併せて、パブリックアートの普及促進を図り、県民や本県を訪れた旅行者等が身近に「芸術文化立県ひょうご」を感じられるよう取り組むこと。

6 スポーツの振興

 競技団体に対する競技力の向上や国体派遣への支援充実等を通じた競技スポーツの強化に向けた取組を進めること。また、県民の健康寿命の延伸を目的とする観点から、スポーツ・運動施設の整備促進や誘致等を進め、県民がスポーツに参画する機会を増やす取組を推進するなど、「スポーツ立県ひょうご」の実現を目指すこと。

Ⅹ 「こころ豊かな共生社会」の実現に向けて

1  人権尊重の行政と教育の推進

 「部落差別の解消の推進に関する法律」に基づき、部落差別の解決に向けた取組の一層の推進を図ること。

 また、「兵庫県人権教育及び啓発に関する総合推進指針」に基づき、障がい者、在日外国人等に加え、性的マイノリティとされる人等に対する差別や、インターネットによる人権侵害など様々な人権課題についても教育、研修・啓発活動を推進すること。その際、学校、企業や地域における関係機関のネットワーク構築に留意すること。

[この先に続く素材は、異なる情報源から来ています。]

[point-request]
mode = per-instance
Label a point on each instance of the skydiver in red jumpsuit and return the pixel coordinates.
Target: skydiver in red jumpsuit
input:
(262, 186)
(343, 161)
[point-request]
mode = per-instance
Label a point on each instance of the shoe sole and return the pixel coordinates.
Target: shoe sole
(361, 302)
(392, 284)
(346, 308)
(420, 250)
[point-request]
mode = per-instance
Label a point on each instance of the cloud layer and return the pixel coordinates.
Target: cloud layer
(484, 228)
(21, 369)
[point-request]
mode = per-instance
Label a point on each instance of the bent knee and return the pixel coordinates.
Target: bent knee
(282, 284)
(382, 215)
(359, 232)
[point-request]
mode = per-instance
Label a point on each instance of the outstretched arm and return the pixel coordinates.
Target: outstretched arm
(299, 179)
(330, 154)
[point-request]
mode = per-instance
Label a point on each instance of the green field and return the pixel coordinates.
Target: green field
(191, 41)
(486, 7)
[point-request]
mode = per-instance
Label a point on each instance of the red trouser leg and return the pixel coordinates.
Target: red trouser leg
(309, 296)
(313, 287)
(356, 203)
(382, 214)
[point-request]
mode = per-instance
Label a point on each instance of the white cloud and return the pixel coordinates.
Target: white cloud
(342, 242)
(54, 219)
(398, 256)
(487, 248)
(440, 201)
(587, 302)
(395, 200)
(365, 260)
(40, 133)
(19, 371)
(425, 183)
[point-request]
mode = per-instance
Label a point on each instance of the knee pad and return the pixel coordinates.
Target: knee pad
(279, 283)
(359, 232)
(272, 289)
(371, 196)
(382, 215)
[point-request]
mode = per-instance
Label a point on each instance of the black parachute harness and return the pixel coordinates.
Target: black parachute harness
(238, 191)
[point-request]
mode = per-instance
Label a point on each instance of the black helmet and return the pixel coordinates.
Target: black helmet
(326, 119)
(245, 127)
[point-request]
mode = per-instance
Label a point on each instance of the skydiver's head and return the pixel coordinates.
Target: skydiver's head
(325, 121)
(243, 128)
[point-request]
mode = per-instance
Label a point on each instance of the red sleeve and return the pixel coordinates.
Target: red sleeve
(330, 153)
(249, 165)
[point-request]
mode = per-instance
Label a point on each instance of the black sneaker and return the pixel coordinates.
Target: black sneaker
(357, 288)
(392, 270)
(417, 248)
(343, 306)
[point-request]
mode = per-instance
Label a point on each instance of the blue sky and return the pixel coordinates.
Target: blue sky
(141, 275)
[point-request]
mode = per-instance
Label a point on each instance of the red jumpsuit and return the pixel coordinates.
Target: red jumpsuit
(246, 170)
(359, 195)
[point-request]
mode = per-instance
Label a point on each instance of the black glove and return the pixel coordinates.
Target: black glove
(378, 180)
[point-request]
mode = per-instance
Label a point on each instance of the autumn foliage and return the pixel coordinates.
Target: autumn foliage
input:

 加えて、すべての県民が安全で安心して生活できるよう、「差別・偏見等の人権侵害のない社会づくり条例」(仮称)の制定に努めること。

2  男女共同参画社会の推進

 性別に関わらずすべての人が個性や能力を発揮できる成熟した男女共同参画社会づくりに引き続き県が率先して取り組むことで、県民の意識定着、更なる推進を図ること。

3 多文化共生社会の実現

 「ひょうご多文化共生社会推進指針」に基づき、社会情勢の変化に対応しながら、これまで以上に日本人県民と外国にルーツをもつ県民が相互理解を深め、共に地域の構成員として支え合い、協働して地域づくりを進められるよう支援すること。また、外国人学校の独自性を尊重し、支援を継続すること。